I have taught math at the high school and college level, ranging from algebra through statistics. I have also worked as an MCAT instructor and an academic support specialist for various mathematics topics in addition to chemistry, physics, and organic chemistry.

Undergraduate Degree:

 University of Rochester - BA, Mathematics & English

Graduate Degree:

 University of New Hampshire - MS, Mathematics

My interests include shopping with my wife, long distance running, reading John Grisham and David Baldacci among others, hiking in New Hampshire and Maine, disc golf, and walking our dog Henry

What might you do in a typical first session with a student?

It depends on the student. With some students, I'll jump right into questions. With other students, we'll jump right into concepts. I think what is most important is to listen to the student to determine what to do first.

How can you help a student become an independent learner?

I like to cover the SQRRR methodology. With math/science text, you want to first scan, then come up with your own questions, then read, then recite, and finally review the material. All of this is independent!

How would you help a student stay motivated?

Motivation comes from different places with different students. With some it is tests, for others it is gauging their own progress, with others it can come from long term career goals, etc. It is important to discover what motivates your student.

If a student has difficulty learning a skill or concept, what would you do?

I would ask questions that help the student to come up with exactly what their difficulty is with the skill or concept. With math and science, this often requires breaking a problem up into smaller and smaller parts.

How do you help students who are struggling with reading comprehension?

It is important to read whenever possible. Sometimes it helps to read material outside the subject area to help with reading comprehension. It depends on what the student is struggling with in reading comprehension.

What strategies have you found to be most successful when you start to work with a student?

It is very important to make sure the student is absolutely comfortable asking any and every question they have. Creating that relationship is vital to tutoring.

How would you help a student get excited/engaged with a subject that they are struggling in?

I often ask what their future career goals are and tie them into the subject. For example, if they are interested in business, then if I'm tutoring calculus, we can talk about marginal profit. If it's statistics, I can talk about variation in the sales of different models of cars, for example.

What techniques would you use to be sure that a student understands the material?

Reciting the material is key to testing one's understanding of material. Also, it is important to review material, so I always start my session off with a half hour of review questions from previous work.

How do you build a student's confidence in a subject?

A student's confidence grows as they are capable of answering questions on their own without a tutor's help.

How do you evaluate a student's needs?

I constantly ask a student what questions they have, and when I go over questions, I gauge how they perform on the questions. I also like to discuss the material generally and ask questions generally.

How do you adapt your tutoring to the student's needs?

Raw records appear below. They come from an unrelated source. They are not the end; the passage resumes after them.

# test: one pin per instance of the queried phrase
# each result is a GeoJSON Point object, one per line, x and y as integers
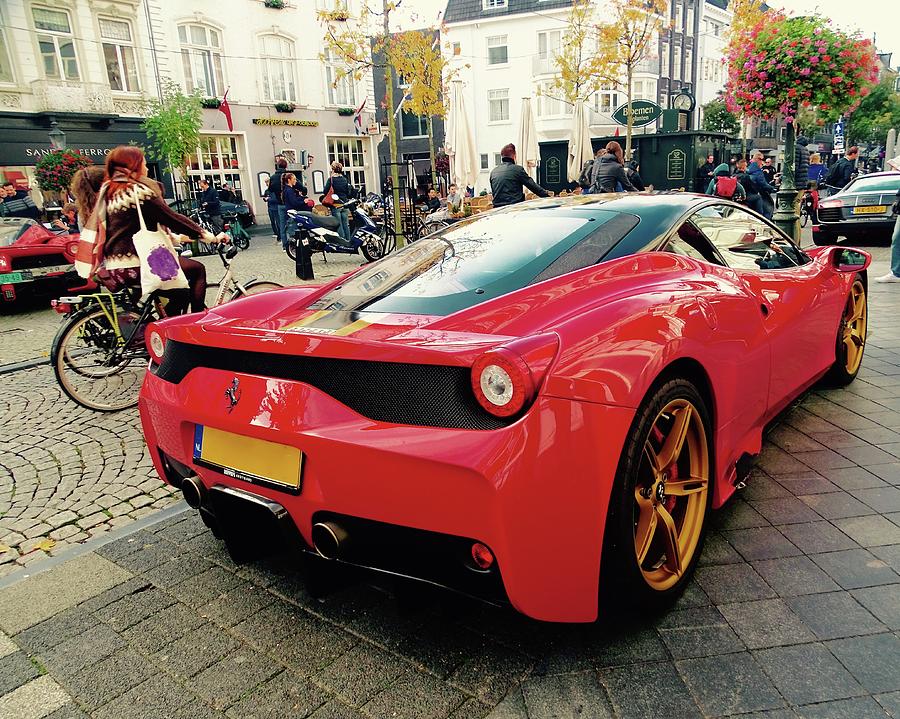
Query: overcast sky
{"type": "Point", "coordinates": [868, 16]}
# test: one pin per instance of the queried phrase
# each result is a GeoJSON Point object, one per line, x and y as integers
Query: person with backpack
{"type": "Point", "coordinates": [842, 171]}
{"type": "Point", "coordinates": [726, 185]}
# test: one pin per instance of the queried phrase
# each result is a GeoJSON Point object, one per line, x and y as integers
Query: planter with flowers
{"type": "Point", "coordinates": [55, 170]}
{"type": "Point", "coordinates": [787, 65]}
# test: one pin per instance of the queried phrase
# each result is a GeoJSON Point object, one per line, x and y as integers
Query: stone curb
{"type": "Point", "coordinates": [93, 544]}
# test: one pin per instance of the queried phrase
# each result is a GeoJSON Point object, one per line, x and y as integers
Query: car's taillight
{"type": "Point", "coordinates": [156, 342]}
{"type": "Point", "coordinates": [505, 379]}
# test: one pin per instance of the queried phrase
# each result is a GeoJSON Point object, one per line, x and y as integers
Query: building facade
{"type": "Point", "coordinates": [503, 51]}
{"type": "Point", "coordinates": [86, 66]}
{"type": "Point", "coordinates": [90, 66]}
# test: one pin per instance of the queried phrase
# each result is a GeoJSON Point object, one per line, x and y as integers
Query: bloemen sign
{"type": "Point", "coordinates": [783, 64]}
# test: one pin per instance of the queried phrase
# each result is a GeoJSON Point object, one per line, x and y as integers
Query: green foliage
{"type": "Point", "coordinates": [878, 112]}
{"type": "Point", "coordinates": [718, 118]}
{"type": "Point", "coordinates": [173, 125]}
{"type": "Point", "coordinates": [55, 170]}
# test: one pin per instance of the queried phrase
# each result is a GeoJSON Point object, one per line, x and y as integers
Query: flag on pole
{"type": "Point", "coordinates": [357, 117]}
{"type": "Point", "coordinates": [225, 109]}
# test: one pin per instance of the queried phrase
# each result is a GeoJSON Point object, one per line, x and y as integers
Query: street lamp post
{"type": "Point", "coordinates": [786, 216]}
{"type": "Point", "coordinates": [57, 137]}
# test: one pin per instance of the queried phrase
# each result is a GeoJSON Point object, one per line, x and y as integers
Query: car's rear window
{"type": "Point", "coordinates": [885, 183]}
{"type": "Point", "coordinates": [469, 263]}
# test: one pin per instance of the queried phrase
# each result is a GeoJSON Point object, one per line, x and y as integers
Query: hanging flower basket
{"type": "Point", "coordinates": [55, 170]}
{"type": "Point", "coordinates": [783, 65]}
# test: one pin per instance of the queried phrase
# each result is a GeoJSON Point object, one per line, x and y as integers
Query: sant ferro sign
{"type": "Point", "coordinates": [280, 121]}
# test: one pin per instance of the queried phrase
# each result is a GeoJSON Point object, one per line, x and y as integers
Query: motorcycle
{"type": "Point", "coordinates": [320, 234]}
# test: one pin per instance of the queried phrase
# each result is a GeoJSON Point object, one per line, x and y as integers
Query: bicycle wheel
{"type": "Point", "coordinates": [256, 287]}
{"type": "Point", "coordinates": [97, 366]}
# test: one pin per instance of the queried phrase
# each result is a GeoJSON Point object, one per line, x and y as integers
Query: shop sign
{"type": "Point", "coordinates": [269, 121]}
{"type": "Point", "coordinates": [643, 112]}
{"type": "Point", "coordinates": [675, 165]}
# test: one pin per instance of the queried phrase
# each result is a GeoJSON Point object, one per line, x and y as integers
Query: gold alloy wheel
{"type": "Point", "coordinates": [853, 327]}
{"type": "Point", "coordinates": [671, 494]}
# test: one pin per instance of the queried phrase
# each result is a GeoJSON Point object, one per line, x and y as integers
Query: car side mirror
{"type": "Point", "coordinates": [845, 259]}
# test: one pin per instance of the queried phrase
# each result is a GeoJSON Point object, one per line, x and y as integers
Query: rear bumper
{"type": "Point", "coordinates": [535, 492]}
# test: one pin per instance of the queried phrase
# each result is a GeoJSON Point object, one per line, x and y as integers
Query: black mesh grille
{"type": "Point", "coordinates": [417, 394]}
{"type": "Point", "coordinates": [29, 262]}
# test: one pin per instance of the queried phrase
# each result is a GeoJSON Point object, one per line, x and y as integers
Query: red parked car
{"type": "Point", "coordinates": [35, 260]}
{"type": "Point", "coordinates": [539, 405]}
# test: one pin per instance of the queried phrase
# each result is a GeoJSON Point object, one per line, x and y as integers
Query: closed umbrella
{"type": "Point", "coordinates": [527, 150]}
{"type": "Point", "coordinates": [580, 150]}
{"type": "Point", "coordinates": [460, 143]}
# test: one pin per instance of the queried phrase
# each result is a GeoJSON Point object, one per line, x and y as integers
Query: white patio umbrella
{"type": "Point", "coordinates": [527, 151]}
{"type": "Point", "coordinates": [460, 143]}
{"type": "Point", "coordinates": [580, 150]}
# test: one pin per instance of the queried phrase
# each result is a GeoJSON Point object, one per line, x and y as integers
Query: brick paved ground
{"type": "Point", "coordinates": [794, 611]}
{"type": "Point", "coordinates": [66, 473]}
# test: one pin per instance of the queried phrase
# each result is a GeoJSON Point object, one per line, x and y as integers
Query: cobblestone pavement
{"type": "Point", "coordinates": [794, 610]}
{"type": "Point", "coordinates": [66, 473]}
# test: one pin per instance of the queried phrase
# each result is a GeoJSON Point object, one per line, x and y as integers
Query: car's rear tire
{"type": "Point", "coordinates": [851, 337]}
{"type": "Point", "coordinates": [660, 500]}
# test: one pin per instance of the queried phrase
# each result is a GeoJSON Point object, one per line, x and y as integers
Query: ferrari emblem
{"type": "Point", "coordinates": [233, 394]}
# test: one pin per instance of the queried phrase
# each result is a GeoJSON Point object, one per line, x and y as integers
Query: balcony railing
{"type": "Point", "coordinates": [71, 96]}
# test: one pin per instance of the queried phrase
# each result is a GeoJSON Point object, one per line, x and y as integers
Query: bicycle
{"type": "Point", "coordinates": [98, 354]}
{"type": "Point", "coordinates": [240, 238]}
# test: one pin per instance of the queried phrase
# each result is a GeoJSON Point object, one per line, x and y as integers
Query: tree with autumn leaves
{"type": "Point", "coordinates": [598, 54]}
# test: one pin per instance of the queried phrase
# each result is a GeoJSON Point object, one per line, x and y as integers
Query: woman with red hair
{"type": "Point", "coordinates": [126, 186]}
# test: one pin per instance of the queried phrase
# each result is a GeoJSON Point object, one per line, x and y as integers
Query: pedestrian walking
{"type": "Point", "coordinates": [894, 274]}
{"type": "Point", "coordinates": [611, 176]}
{"type": "Point", "coordinates": [816, 169]}
{"type": "Point", "coordinates": [338, 185]}
{"type": "Point", "coordinates": [726, 185]}
{"type": "Point", "coordinates": [210, 203]}
{"type": "Point", "coordinates": [841, 172]}
{"type": "Point", "coordinates": [705, 173]}
{"type": "Point", "coordinates": [508, 180]}
{"type": "Point", "coordinates": [280, 209]}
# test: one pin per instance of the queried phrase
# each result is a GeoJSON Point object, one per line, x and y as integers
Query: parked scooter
{"type": "Point", "coordinates": [321, 235]}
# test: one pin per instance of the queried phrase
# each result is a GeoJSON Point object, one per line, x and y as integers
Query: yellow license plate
{"type": "Point", "coordinates": [249, 459]}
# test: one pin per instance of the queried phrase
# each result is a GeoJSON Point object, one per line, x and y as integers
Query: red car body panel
{"type": "Point", "coordinates": [535, 491]}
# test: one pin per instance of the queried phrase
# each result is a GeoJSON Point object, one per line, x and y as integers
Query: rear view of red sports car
{"type": "Point", "coordinates": [540, 405]}
{"type": "Point", "coordinates": [34, 260]}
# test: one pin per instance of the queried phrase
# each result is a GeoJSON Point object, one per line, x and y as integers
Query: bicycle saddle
{"type": "Point", "coordinates": [325, 221]}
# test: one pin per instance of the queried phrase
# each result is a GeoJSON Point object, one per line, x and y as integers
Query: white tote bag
{"type": "Point", "coordinates": [159, 261]}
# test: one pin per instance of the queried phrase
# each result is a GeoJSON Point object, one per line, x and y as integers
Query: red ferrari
{"type": "Point", "coordinates": [540, 405]}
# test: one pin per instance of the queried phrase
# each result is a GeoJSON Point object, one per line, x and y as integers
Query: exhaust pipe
{"type": "Point", "coordinates": [193, 491]}
{"type": "Point", "coordinates": [329, 539]}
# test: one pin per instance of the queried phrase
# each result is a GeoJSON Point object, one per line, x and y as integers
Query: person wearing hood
{"type": "Point", "coordinates": [762, 186]}
{"type": "Point", "coordinates": [726, 185]}
{"type": "Point", "coordinates": [611, 171]}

Every student is different. Some are visual learners. Some are auditory. Some are more concrete learners, whereas others are more abstract. It is important to find what works best for that individual student.

What types of materials do you typically use during a tutoring session?

I like to find a text that the student can keep at their home and refer to. In some cases, I'll create quizzes or tests or problem sets, depending on the independence of the student.

What is your teaching philosophy?

I think it is most important to be a good listener if you are a teacher. You need to listen to the student carefully to make sure that you can optimize their independent learning as much as possible. Some students benefit most by working through many problems, whereas others learn better with a more abstract conceptual approach. Some students are more visual learners, and others are more auditory. Some are more concrete, and some are more abstract. It is important to consider teaching a dialogue that you and the student must share, and what is most important is that you listen in that process.